As was said in Gale v. Davis’ Heirs, 4 Martin: “ Though it was once a question, it seems now to be settled, that where a couple emigrate from the country where their marriage was contracted, into another, the laws of which are different, the property which they acquire in the place where they have moved is governed by the laws of that place.”

This principle was again recognized in Murphy’s Heirs v. Murphy, supra. This latter case is an authority for the first proposition cited from Judge Story’s work. The second proposition rests upon the principle of Gale v. Davis’ Heirs, supra, and Saul v. His Creditors, 5 Martin, (N. S.) 569.

The latter proposition might be somewhat more comprehensively stated. Mot only where there is no contract speaking directly to the point, but where it clearly appears it was to apply to personal property only, or to be performed only in the country where made, and there has been a change of the matrimonial domicil, the law of the actual domicil will control as to all property thereafter acquired. Thus, in Fuss v. Fuss et al. 26 Wis. 256, where there was a post-nuptial contract as to property between persons married and domiciled in Prussia, who then owned no property elsewhere, and it did not appear they contemplated a change of domicil, nor that there was any intention manifested to have it control property that might be acquired in any foreign country, it was decided the after acquired property, held in the name of the husband, was not affected by the contract, and was subject to be disposed of by him, by will or otherwise, according to the laws of the actual domicil.

The case of Castro v. Illies, 22 Tex. 479, is a well considered case, and announces a doctrine which has its foundation in reason as well as in natural justice, viz: Where there has been a change of domicil, though there be an express contract, if it do not expressly provide, or the intention be not manifest, it is to apply to and govern all after acquired property, wherever the parties may reside, it will not affect real property situated in a new domicil. The reasoning in Saul v. His Creditors, supra, is cited in support of this view of the law, to which may be added Le Breton v. Myers, 8 Paige, 261; Kneeland v. Ensly, Meigs’ R. 620; Gale v. Davis’ Heirs, supra; Lyon v. Knott, 26 Miss. 548.

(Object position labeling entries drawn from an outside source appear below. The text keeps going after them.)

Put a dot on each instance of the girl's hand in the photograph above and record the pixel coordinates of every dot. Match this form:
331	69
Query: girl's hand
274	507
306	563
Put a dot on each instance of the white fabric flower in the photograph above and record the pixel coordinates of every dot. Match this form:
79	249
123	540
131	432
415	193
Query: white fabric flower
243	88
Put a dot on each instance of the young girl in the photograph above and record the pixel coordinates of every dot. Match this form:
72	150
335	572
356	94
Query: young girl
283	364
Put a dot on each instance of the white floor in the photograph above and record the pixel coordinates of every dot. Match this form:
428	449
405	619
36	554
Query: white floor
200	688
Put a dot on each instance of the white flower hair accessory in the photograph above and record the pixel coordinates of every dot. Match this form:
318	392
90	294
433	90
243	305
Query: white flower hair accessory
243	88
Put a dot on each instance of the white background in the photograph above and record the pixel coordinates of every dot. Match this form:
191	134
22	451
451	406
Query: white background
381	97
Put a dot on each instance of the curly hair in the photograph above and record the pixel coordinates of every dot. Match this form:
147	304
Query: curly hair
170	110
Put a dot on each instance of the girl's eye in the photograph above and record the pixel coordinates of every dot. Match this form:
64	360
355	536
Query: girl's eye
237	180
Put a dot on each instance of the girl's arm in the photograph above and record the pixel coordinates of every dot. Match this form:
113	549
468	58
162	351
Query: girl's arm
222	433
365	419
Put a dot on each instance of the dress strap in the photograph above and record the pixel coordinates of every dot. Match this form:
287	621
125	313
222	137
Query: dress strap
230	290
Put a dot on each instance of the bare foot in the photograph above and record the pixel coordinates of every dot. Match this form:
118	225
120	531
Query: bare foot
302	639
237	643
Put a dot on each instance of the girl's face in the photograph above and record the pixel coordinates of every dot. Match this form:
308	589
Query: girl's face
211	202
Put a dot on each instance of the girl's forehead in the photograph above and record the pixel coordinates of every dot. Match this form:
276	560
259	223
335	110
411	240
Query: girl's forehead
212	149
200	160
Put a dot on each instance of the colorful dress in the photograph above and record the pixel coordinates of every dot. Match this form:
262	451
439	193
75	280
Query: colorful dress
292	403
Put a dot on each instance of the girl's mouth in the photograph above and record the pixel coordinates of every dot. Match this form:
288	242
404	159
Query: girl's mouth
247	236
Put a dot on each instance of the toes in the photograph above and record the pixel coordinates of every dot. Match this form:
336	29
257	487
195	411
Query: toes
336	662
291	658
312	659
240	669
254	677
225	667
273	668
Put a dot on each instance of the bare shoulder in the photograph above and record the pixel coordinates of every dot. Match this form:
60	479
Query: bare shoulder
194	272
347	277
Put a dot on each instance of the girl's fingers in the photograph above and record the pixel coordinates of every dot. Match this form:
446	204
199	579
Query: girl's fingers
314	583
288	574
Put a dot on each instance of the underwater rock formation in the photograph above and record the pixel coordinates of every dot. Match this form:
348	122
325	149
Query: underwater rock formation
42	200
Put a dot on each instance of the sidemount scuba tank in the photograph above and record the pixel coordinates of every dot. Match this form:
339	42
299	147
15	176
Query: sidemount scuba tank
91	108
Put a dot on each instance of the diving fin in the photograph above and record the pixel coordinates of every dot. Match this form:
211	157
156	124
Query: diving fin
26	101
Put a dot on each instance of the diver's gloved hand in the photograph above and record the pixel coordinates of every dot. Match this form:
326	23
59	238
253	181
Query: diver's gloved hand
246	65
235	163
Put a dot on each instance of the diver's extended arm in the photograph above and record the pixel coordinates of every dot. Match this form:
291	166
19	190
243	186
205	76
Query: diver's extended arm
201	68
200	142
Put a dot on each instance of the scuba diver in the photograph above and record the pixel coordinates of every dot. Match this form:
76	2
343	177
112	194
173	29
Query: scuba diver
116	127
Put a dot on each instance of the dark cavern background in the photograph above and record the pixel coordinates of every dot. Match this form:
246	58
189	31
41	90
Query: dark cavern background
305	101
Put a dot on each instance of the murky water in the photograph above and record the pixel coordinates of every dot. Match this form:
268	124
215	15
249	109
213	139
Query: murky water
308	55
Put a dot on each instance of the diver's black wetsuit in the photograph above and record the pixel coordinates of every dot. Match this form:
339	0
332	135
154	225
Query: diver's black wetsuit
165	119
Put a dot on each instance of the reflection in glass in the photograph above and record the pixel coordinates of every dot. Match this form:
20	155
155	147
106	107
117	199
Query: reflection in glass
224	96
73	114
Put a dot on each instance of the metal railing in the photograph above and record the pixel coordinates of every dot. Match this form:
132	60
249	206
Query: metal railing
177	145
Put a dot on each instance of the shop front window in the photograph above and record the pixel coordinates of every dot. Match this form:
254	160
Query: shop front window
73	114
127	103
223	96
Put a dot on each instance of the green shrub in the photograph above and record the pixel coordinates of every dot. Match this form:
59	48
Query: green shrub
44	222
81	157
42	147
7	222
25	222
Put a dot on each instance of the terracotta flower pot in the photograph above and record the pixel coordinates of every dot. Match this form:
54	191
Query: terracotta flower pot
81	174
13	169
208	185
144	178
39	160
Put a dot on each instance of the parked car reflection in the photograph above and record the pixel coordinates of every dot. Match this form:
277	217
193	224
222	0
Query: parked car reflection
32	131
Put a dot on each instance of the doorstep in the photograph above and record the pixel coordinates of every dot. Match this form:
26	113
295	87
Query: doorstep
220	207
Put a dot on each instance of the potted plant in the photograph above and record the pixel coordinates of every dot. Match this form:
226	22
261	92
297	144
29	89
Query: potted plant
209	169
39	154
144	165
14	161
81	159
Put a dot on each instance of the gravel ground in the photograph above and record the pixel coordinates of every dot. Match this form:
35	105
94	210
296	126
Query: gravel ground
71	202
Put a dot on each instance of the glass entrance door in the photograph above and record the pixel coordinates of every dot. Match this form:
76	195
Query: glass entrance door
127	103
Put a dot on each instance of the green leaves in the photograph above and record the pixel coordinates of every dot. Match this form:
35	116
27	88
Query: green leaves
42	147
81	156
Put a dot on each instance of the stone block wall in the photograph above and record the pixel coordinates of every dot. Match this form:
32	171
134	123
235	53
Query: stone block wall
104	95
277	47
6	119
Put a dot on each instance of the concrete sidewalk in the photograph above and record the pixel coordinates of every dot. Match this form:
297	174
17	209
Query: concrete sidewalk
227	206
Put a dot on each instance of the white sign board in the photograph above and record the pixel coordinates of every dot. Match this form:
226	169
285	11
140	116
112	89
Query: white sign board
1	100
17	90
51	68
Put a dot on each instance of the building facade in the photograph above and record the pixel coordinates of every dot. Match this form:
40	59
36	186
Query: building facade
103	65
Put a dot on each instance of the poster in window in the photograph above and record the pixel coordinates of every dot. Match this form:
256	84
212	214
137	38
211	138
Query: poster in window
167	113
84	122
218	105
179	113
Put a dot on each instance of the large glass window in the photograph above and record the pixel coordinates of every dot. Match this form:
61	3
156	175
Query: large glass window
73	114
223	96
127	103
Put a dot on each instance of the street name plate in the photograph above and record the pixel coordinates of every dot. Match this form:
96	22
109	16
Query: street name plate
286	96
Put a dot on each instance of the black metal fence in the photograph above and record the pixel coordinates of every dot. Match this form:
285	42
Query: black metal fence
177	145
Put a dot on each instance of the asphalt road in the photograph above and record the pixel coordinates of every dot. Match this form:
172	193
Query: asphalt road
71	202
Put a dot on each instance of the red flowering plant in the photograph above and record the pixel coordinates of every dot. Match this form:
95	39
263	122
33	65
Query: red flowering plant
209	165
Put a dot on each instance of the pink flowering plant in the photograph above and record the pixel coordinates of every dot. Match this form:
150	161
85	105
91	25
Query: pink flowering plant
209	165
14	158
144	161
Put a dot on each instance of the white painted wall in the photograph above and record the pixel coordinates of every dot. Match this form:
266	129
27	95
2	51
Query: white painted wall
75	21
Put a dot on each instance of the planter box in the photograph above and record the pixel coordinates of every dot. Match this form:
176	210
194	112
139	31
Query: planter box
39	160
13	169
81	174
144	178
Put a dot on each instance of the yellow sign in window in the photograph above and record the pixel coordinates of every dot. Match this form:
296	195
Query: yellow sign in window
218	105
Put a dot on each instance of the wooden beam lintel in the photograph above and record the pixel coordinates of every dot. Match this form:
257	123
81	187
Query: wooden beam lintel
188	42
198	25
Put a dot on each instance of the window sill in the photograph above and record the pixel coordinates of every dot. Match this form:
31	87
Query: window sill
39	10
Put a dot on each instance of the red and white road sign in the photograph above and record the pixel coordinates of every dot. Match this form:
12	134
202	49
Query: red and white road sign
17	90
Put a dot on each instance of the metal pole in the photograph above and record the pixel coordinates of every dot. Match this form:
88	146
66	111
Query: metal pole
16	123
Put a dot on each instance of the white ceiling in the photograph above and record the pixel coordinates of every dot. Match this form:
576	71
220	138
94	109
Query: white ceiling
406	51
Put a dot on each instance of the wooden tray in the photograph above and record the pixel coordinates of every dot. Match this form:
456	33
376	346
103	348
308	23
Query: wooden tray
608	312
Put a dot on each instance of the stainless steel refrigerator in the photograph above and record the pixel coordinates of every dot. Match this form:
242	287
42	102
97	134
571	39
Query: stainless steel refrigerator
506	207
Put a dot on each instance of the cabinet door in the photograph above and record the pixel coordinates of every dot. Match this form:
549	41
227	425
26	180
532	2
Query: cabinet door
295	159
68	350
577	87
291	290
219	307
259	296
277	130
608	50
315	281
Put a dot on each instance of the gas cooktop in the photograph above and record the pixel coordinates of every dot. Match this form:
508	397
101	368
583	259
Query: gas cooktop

In the case at bar there is nothing in the contract, “ speaking to the very point,” that manifests any intention that all future acquisitions of property in foreign countries should be controlled by it. It will bear no such construction. As before said, it appears, on the face of the agreement, it was to be and could not be fully performed elsewhere than in the canton where the parties resided, in Switzerland. When it was entered into it could not have been the intention to change their domicil, and it certainly never entered the minds of the parties it should affect the property that might thereafter be acquired in foreign countries.

The position of counsel is not strengthened by the allegation in the bill, that, by the force and effect of the contract, as construed by the laws of the canton where the contracting parties resided, Marie Elizabeth would be entitled to the undivided one-half of all the property which the husband then owned or should thereafter acquire during the marriage. It may be this would be the true construction had they remained in Switzerland, but, assuming the parties contracted with reference to the laws of their domicil, and that such laws entered into and formed a part of the contract itself, still, they could have no extra-territorial effect, notwithstanding the local laws may form a part of the contract, the extent of those laws is limited to the dominion of the sovereign power that enacts it. It is not by virtue of the laws of a foreign State, but by comity that exists between nations, that an ante-nuptial contract, executed there, is allowed to control as to the acquisition of property over our customs and positive laws. Ho contract, either express or implied, can give to the local laws a more extended force than they really had. In all marriages, the parties may be presumed to tacitly adopt the laws of their domicil, and to agree to be governed by them, but the obligation will be limited by the extent of those laws. Construing this contract as though the local laws of the canton constitute a part of it, it will not be any more obligatory for that reason in another jurisdiction. Outside the territorial force of local laws, such implied or tacit contract would cease to control the acquisition of property in another country to which they might remove. The laws of the matrimonial domicil do not travel with the parties, and no contract can give them vitality or effective force here. Ho State is bound to admit the force of a foreign law as controlling within its jurisdiction." By comity we permit express contracts to have the same force and effect as in the countries where made, but not their local laws. Le Breton v. Bouchet, 3 Martin, 60.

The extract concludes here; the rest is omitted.